Rismark has launched a suite of path-breaking managed funds to invest in residential real estate assets across Australia.
Rismark’s funds invest in hybrid housing finance instruments developed by Rismark, called Equity Finance Mortgages® (“EFMs”).
Rismark’s investment portfolios offer attractive risk-adjusted returns and outperformed virtually all other asset-classes throughout the global financial crisis.
The EFM® has received wide acclaim and multiple industry awards.
In a bi-partisan show of support, both the Federal Government and the Liberal Party have expressed considerable interest in the development of the EFM. In fact, the Australian Labor Party’s New Directions for Affordable Housing paper specifically references Rismark’s EFMs as a solution to Australia’s current housing affordability crisis.
At private seminar hosted by Rismark in July 2008 for super funds, sovereign wealth funds and asset consultants, Sharan Burrow, the President of the Australian Council of Trade Unions (ACTU), commented:
“Shared equity innovations are a complementary part of the affordability solution and it is across the middle and higher ranges of the income distribution where they will take root and grow. I have been vocal in expressing my support – and that of the ACTU – for shared equity schemes, for several years.
Australia has been at the forefront of research and new product development in this arena. For example, the first mass market, private sector shared equity product was recently introduced by Rismark International in conjunction with Bendigo and Adelaide Bank in March 2007.
Residential property is the largest single asset class in Australia, valued around $3.2 trillion. But for super funds it has been hard to access, because of the high round-trip transaction costs and ongoing maintenance costs associated with buying residential property direct, and because of fragmentation of the rental market.
Shared equity promises to provide investors with cost-effective access to the otherwise ‘untouchable’ owner-occupied housing market, which accounts for around 70% of the total residential stock in Australia. With home-owners managing their own properties, a close alignment of interests should be assured.
By allocating a share of their investments to residential property – to a portfolio of shared equity assets, and a portfolio of low-rent housing – super funds can invest with genuine purpose consistent with the single purpose test. In doing so they would get:
Long-term exposure to large asset sub-class, one they have previously not managed to crack because of inherent transaction costs, and market fragmentation; and
Market competitive risk-adjusted returns; while
Deliver in tangible benefits to members and the community.
This is a great new opportunity for super funds and their members. I commend the shared equity pioneers such as Rismark…whom we have watched sustain interest in and advocacy on this matter. They have tilled new turf and opened a major new field for investors and consumers alike, and have done it without any explicit government assistance.
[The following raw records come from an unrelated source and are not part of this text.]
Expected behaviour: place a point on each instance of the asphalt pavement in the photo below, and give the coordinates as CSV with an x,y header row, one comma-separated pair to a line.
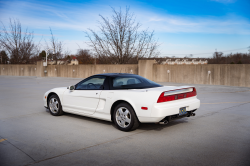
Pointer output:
x,y
219,134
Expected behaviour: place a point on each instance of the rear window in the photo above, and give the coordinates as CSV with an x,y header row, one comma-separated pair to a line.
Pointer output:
x,y
132,82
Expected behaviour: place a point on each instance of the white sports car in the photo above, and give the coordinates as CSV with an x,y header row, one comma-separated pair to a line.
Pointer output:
x,y
125,99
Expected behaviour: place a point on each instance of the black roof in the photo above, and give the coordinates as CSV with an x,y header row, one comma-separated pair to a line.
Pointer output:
x,y
115,74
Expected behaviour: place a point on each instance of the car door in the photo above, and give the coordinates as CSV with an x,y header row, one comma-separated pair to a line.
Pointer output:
x,y
85,97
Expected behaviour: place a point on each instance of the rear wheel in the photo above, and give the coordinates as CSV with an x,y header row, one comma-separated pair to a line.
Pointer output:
x,y
125,118
55,106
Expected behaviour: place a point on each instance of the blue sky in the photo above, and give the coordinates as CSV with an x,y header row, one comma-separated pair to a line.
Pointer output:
x,y
182,27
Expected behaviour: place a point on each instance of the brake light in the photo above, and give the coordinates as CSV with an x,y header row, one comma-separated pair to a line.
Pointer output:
x,y
166,98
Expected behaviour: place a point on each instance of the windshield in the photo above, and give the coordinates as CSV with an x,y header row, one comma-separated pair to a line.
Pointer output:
x,y
132,82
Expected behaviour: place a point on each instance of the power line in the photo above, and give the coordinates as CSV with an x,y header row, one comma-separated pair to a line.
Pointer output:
x,y
209,52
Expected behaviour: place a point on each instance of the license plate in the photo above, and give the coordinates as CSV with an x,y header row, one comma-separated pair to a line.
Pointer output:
x,y
182,111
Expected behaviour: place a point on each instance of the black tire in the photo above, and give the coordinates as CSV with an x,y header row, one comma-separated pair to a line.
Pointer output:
x,y
53,103
124,116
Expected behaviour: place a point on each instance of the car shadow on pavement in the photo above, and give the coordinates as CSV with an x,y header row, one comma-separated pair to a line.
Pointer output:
x,y
143,126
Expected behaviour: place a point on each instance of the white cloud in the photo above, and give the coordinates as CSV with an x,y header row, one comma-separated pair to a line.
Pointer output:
x,y
224,1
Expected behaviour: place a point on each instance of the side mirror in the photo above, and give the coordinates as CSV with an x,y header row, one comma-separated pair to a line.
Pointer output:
x,y
72,87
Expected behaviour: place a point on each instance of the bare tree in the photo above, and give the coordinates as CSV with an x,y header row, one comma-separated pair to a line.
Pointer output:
x,y
84,56
120,39
18,43
56,45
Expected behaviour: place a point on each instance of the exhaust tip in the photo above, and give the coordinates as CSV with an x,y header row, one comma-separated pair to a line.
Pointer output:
x,y
164,122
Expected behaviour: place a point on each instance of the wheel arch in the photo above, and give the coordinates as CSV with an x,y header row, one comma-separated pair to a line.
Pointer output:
x,y
116,103
50,94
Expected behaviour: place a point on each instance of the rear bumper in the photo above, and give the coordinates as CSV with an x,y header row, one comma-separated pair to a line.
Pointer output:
x,y
162,110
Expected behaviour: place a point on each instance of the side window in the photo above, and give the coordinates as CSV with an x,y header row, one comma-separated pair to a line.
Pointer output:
x,y
120,81
92,83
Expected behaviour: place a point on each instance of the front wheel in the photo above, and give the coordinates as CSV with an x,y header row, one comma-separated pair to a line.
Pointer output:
x,y
55,106
125,118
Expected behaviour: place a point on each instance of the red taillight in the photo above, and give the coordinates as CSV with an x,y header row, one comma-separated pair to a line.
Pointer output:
x,y
191,94
163,98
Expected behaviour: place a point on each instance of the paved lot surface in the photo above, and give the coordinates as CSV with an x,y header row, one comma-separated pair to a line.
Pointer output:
x,y
219,134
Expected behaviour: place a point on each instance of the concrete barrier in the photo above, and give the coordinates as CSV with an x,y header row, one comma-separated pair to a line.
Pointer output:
x,y
228,74
223,74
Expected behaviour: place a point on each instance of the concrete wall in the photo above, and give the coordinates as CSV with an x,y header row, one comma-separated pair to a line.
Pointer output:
x,y
229,74
83,71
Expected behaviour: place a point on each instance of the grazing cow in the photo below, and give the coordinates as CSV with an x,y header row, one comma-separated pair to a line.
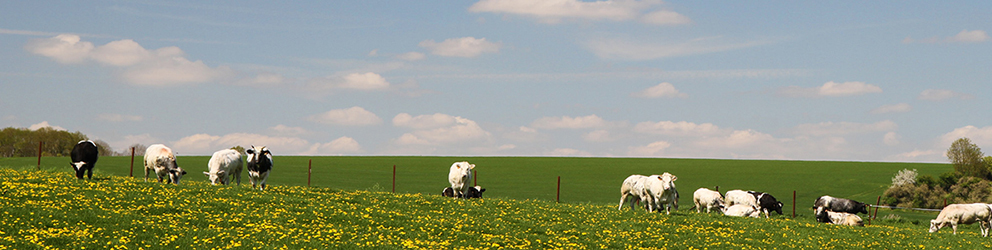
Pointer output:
x,y
474,192
661,188
224,164
703,197
955,214
634,187
840,205
838,218
160,159
84,156
259,165
767,203
741,210
459,176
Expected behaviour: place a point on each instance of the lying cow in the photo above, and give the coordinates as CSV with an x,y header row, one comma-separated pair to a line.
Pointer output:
x,y
741,210
84,156
703,197
663,194
160,159
634,189
840,205
224,164
955,214
459,176
259,165
838,218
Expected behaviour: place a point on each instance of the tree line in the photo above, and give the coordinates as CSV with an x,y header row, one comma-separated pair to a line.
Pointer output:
x,y
23,142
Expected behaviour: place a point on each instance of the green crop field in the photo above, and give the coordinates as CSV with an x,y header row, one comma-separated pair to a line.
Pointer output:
x,y
350,205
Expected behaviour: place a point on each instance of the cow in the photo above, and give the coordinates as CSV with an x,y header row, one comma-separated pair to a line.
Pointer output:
x,y
767,203
955,214
459,176
224,164
840,205
663,194
703,197
741,210
633,188
259,165
838,218
84,156
160,159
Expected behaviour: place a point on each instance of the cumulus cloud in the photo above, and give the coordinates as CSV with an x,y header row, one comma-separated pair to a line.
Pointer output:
x,y
892,108
965,36
556,11
831,89
44,124
664,89
163,66
942,94
461,47
567,122
354,116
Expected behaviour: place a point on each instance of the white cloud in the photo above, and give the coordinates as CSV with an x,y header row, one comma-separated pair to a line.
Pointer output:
x,y
163,66
661,90
652,149
205,144
44,124
556,11
567,122
343,145
411,56
844,128
892,108
354,116
461,47
119,117
942,94
681,128
613,48
831,89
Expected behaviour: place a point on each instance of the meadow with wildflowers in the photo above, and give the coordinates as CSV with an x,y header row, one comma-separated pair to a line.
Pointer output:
x,y
52,209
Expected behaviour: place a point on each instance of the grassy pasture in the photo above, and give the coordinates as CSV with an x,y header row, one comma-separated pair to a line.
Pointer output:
x,y
583,180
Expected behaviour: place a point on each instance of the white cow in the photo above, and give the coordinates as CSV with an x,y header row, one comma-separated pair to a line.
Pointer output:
x,y
955,214
224,164
460,176
741,210
661,188
634,186
160,159
838,218
704,197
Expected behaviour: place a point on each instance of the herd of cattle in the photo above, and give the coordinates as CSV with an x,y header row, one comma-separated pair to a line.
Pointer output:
x,y
657,192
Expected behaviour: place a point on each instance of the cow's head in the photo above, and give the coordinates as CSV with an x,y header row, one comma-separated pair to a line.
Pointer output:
x,y
217,177
78,167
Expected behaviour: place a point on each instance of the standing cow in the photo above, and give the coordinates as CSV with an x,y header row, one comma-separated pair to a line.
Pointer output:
x,y
160,159
224,164
459,176
84,156
840,205
259,165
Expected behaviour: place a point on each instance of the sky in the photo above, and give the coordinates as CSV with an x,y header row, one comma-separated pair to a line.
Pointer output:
x,y
838,80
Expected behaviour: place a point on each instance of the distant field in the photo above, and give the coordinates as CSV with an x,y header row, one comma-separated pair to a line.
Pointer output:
x,y
583,180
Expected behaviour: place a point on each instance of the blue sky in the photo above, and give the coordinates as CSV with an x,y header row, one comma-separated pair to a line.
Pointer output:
x,y
848,80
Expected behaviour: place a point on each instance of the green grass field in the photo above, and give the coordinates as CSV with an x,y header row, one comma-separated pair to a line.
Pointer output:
x,y
350,206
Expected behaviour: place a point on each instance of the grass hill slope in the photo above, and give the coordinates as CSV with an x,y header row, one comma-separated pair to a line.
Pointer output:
x,y
50,209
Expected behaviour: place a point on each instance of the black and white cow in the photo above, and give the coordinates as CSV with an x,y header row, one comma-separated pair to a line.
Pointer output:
x,y
259,165
840,205
767,202
84,156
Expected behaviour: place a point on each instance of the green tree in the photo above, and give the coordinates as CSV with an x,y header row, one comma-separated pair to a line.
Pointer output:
x,y
967,158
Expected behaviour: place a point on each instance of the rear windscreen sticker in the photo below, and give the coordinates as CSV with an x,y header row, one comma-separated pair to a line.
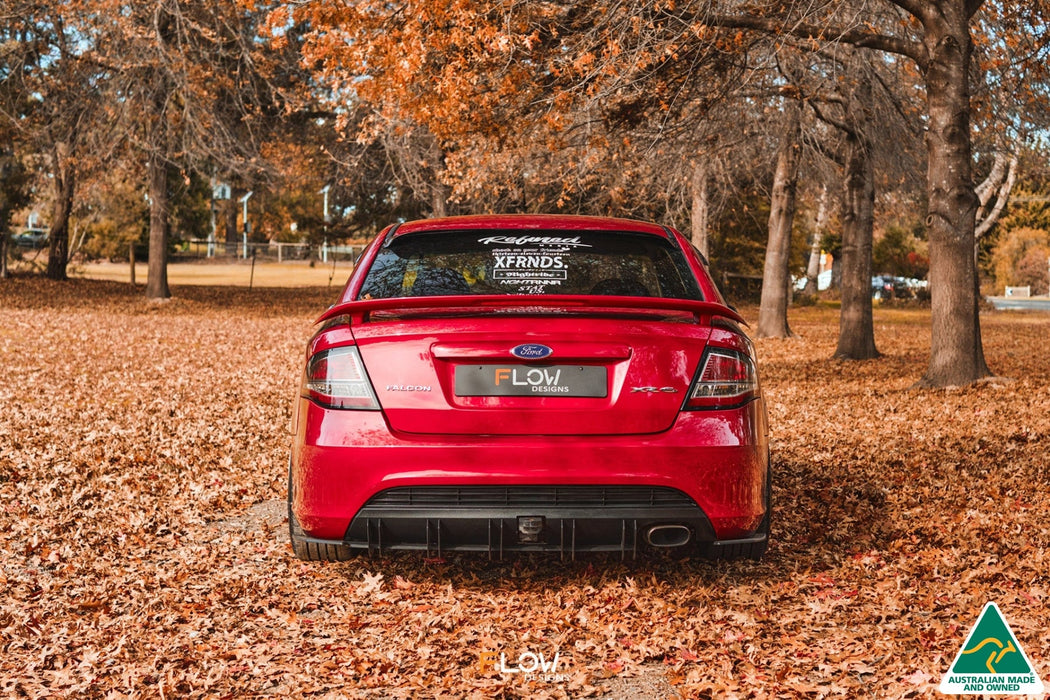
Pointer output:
x,y
559,241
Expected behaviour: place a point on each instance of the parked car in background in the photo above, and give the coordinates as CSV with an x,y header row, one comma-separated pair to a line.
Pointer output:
x,y
529,383
885,288
30,238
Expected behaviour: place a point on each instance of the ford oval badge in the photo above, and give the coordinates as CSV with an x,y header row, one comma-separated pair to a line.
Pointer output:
x,y
531,352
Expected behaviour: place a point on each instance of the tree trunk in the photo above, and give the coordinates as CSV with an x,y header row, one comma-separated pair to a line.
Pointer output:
x,y
230,215
856,324
957,355
776,280
439,200
64,179
813,268
156,282
699,213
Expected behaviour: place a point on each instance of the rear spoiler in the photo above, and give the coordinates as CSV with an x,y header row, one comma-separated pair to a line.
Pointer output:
x,y
525,302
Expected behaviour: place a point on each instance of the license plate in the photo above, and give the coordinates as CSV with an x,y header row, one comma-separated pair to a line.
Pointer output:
x,y
558,380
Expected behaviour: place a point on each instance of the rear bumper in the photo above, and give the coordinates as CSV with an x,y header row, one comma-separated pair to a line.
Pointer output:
x,y
351,476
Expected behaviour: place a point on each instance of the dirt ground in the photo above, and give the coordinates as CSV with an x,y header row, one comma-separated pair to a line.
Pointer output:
x,y
143,543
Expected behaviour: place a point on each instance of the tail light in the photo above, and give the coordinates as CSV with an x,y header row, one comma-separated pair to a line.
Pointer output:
x,y
727,379
336,379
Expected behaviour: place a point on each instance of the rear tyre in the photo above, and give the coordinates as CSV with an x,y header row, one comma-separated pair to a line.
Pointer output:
x,y
306,550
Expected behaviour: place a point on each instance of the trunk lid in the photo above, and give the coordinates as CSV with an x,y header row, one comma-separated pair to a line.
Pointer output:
x,y
575,372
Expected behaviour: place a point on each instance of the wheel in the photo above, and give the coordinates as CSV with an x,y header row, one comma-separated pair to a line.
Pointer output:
x,y
306,550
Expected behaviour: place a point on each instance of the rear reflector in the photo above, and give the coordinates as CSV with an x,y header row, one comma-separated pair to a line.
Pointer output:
x,y
728,379
336,379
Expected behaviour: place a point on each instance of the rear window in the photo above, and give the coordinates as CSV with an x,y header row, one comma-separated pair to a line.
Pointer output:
x,y
475,262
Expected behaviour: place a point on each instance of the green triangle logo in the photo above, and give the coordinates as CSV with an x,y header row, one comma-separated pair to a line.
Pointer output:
x,y
991,661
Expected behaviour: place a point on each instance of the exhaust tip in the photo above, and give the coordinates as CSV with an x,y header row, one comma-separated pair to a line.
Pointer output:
x,y
668,535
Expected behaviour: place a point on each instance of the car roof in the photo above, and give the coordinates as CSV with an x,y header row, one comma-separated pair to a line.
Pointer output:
x,y
530,223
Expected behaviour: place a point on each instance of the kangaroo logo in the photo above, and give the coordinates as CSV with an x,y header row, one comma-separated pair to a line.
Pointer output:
x,y
996,654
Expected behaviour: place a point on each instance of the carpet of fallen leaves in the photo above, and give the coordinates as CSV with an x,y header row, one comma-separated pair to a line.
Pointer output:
x,y
143,451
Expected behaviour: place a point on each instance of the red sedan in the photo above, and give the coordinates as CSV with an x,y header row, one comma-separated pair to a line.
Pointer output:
x,y
529,383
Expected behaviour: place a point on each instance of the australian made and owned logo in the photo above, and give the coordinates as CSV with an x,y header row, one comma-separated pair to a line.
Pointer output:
x,y
991,661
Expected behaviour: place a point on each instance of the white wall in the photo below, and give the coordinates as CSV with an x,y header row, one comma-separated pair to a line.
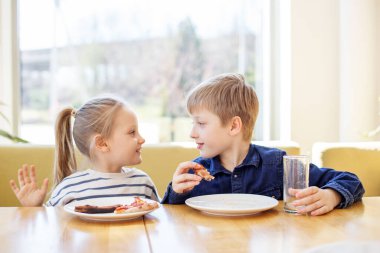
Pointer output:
x,y
315,71
335,74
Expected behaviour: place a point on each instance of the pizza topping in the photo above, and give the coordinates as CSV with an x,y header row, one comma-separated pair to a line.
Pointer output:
x,y
138,205
202,172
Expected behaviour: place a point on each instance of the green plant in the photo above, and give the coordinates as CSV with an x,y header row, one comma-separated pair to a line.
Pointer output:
x,y
7,135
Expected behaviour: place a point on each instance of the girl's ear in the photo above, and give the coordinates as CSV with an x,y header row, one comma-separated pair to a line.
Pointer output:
x,y
236,125
101,144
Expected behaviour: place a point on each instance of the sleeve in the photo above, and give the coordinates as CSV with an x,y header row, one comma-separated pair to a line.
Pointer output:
x,y
346,184
171,197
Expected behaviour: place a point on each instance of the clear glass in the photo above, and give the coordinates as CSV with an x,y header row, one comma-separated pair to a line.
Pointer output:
x,y
151,53
296,176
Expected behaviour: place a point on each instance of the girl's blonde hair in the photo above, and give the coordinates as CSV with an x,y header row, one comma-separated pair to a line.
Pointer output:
x,y
227,96
94,117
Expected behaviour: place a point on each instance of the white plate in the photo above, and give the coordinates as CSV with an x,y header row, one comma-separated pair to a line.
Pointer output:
x,y
232,204
106,202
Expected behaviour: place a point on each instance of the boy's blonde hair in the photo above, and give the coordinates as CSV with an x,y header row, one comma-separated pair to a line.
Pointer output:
x,y
227,96
94,117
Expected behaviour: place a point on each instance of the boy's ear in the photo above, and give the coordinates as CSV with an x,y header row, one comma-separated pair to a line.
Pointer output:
x,y
236,125
101,144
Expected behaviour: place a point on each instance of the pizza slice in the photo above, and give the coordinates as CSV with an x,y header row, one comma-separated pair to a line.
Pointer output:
x,y
202,172
95,209
139,205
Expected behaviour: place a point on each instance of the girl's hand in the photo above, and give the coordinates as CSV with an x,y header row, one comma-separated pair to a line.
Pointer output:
x,y
29,194
315,200
182,181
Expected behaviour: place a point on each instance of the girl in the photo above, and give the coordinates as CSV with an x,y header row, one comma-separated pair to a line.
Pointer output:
x,y
105,131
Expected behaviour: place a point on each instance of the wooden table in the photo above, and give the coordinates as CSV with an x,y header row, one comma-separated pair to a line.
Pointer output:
x,y
178,228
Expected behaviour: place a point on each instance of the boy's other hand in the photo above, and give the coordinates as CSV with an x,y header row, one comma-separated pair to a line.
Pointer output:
x,y
28,192
316,201
182,180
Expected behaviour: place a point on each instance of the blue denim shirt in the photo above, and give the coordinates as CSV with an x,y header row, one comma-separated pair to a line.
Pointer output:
x,y
261,172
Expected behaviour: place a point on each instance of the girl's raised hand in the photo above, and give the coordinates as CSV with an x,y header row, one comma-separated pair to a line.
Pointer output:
x,y
182,180
28,192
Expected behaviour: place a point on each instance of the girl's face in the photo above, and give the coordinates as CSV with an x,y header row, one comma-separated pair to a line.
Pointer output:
x,y
125,141
211,137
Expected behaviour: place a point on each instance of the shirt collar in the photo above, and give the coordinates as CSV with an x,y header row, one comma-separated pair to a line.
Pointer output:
x,y
252,159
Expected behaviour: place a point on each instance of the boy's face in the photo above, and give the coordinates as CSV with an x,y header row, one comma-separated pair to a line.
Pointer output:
x,y
211,137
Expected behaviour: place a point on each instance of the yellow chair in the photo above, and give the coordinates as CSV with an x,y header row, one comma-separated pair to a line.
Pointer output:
x,y
159,162
360,158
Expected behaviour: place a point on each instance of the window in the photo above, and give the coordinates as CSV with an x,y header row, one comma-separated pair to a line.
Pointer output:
x,y
149,52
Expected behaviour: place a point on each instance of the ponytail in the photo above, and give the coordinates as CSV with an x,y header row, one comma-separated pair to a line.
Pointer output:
x,y
64,163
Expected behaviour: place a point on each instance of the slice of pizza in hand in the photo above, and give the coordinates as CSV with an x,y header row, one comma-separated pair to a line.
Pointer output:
x,y
202,172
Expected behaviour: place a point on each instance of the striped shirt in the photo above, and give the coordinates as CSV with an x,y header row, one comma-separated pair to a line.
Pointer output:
x,y
90,184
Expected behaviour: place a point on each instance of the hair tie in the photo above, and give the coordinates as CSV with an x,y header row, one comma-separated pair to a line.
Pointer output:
x,y
73,113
They will pave the way for others no doubt but we wish them well and thank them for staying the distance.”
The inventions underpinning the EFM have been protected by thirteen (13) innovation patents awarded to Rismark by the Australian Patent Office.
Rismark’s EFM scheme dates back to work carried out by the 2003 Prime Minister’s Home Ownership Task Force, which was led by one of Rismark’s principals.
EFMs are currently being branded, distributed and serviced by leading Australian mortgage providers alongside their existing suite of mortgage products. For more information on the EFM product, please go to the website www.efm.info
Rismark’s investment funds are an important development in the asset management world and provide institutions with high growth, low volatility and well-diversified exposures to the A$3.1 trillion residential real estate asset-class.
Rismark is the manager of its investment funds, utilising sophisticated proprietary portfolio construction, investment and asset management systems.
After several years of research, Rismark’s analysis shows that the total returns to residential property in Australia have performed extremely well with relatively low risk in comparison to the All Ordinaries Accumulation Index, 10 year Government Bonds, 90 day Bank Bills, and Listed Property Trusts throughout the post-war period.
Residential real estate is also a relatively uncorrelated investment category compared with equities, long-term bonds and cash, which suggests that it could supply institutions with significant diversification gains.
In spite of the difficulties associated with acquiring exposures to residential property, Rismark believes that there is a compelling investment case that motivates the allocation of significant amounts of capital to this universe.